Sound familiar? Substitute shifters, vampires, weres, or telepathic waitresses for the hapless humans above and we've got True Blood, haven't we? True Blood is considered by some to be a "vampire soap" and it is just that in many respects (communal focus, story structure). In these ways the show seems linked to the literary tradition out of which contemporary novels like A Weave of Women by E.M. Broner and The Red Tent by Anita Diamant flow - poetic books that celebrate and give to voice women's mysteries, that express the ancient continuity and unity of women, and that point to the strength of interconnection and interdependence with others.
It's a feast for the metaphoric mind, indeed!
TO SUM UP; in our analyses of True Blood that use an archeomythology-style approach, images and stories of the past and present meet, and little-known histories are dusted off and mingled with symbology and mythology in the making.

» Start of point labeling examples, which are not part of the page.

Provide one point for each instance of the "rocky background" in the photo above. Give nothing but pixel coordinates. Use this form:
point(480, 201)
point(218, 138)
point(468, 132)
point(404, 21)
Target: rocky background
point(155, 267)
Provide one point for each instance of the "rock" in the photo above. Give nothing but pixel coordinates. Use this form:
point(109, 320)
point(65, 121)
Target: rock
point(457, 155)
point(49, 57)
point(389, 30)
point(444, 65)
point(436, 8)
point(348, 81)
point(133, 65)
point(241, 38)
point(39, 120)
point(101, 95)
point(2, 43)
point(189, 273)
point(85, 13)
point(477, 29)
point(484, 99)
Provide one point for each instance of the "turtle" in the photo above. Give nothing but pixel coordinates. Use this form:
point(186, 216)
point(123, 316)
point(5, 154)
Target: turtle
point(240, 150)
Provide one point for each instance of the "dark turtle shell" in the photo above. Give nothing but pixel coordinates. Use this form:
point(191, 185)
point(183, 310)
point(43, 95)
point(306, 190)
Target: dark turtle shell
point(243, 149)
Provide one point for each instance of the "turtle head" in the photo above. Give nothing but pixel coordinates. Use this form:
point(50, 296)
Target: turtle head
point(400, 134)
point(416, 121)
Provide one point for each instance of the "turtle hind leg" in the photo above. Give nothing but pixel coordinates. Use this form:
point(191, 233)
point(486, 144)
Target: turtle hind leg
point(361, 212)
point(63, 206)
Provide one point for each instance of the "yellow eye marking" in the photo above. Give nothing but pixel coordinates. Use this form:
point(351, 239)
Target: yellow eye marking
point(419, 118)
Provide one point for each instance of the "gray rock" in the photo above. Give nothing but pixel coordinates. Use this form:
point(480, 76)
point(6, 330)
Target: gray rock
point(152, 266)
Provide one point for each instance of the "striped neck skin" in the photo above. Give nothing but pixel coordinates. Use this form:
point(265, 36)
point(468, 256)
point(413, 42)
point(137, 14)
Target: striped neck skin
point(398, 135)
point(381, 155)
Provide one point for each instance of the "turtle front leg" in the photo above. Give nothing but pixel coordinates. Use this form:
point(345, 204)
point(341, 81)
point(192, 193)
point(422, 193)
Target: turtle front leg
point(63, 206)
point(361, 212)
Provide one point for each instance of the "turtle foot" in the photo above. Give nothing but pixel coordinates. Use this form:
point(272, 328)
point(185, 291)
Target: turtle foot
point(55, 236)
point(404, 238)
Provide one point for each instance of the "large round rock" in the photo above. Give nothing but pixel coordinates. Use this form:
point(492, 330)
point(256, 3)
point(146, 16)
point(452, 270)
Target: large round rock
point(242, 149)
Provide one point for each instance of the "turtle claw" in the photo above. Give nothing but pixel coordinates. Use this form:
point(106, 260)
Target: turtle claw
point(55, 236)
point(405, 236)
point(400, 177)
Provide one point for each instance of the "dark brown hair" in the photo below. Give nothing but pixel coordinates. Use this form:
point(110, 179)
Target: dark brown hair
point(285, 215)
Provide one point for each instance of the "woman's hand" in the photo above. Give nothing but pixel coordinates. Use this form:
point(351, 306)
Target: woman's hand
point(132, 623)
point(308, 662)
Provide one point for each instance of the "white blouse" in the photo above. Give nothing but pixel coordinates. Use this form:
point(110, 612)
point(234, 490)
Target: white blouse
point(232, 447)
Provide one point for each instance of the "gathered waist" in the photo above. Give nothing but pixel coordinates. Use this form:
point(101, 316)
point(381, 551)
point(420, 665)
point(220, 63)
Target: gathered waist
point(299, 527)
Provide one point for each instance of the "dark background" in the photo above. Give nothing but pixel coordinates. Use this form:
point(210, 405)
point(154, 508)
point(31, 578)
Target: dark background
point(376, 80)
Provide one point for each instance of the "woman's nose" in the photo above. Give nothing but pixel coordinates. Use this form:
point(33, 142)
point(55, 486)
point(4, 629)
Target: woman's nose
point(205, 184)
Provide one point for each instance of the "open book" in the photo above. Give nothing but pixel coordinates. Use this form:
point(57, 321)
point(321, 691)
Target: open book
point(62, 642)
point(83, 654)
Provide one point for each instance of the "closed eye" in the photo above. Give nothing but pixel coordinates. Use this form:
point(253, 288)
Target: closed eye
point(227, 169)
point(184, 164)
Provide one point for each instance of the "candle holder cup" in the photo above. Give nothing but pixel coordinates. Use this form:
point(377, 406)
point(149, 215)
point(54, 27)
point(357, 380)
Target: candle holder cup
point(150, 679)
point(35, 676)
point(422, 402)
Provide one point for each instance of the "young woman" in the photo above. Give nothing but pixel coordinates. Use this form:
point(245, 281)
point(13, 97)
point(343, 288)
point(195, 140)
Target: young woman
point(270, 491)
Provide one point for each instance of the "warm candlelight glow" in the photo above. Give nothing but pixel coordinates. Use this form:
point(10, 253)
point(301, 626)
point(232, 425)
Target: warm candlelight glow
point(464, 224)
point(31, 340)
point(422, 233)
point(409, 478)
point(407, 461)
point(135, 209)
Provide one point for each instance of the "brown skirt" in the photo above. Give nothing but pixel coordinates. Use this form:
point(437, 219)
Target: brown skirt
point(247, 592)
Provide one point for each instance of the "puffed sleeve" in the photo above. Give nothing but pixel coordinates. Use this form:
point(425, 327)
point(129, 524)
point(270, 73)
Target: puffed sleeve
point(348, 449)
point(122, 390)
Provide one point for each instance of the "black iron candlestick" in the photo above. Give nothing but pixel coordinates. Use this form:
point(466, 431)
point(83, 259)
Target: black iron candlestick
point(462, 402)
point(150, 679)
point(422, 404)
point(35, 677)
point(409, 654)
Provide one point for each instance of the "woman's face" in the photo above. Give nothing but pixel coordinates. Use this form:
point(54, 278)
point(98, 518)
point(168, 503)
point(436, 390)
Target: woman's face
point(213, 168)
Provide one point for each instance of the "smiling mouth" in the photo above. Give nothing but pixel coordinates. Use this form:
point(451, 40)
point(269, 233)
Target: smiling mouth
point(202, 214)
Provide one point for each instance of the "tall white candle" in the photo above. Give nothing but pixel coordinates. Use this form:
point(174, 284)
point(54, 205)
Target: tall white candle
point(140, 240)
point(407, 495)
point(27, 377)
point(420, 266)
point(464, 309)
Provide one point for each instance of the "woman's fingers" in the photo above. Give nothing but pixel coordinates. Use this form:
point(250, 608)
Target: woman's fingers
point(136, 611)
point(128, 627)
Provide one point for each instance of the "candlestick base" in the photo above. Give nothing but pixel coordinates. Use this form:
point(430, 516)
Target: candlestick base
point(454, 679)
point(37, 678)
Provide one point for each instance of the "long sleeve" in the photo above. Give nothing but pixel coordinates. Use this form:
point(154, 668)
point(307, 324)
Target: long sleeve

I hope that I've encouraged you to try plugging into your metaphoric mind to get the most out of them as well as given you some tools with which to do so!
Maybe you'll even look at True Blood in a new light.
In my next post I use several compelling themes which arose from a sampling of images I found depicting women's relationships in True Blood to organize my thoughts as I take on "girl-on-girl combat" and look for alternatives to it. Be sure to bring your metaphoric thinking caps!
~ Rachel
References
Austen, H. I. (1990). The heart of the goddess: Art, myth and meditations of the world’s sacred feminine. Berkeley: Wingbow Press
Gadon, E. W. (1989). The once and future Goddess. San Francisco: HarperSanFrancisco
Lowinsky, N.R. (1992). Stories from the motherline: Reclaiming the mother-daughter bond, finding our feminine souls. Los Angeles: Jeremy P. Tarcher, Inc.
Mendel, H. (2009). Dancing in the footsteps of Eve. Washington: O Books.
Silko, L.M. (1996). Yellow woman and a beauty of the spirit. New York: Simon & Schuster.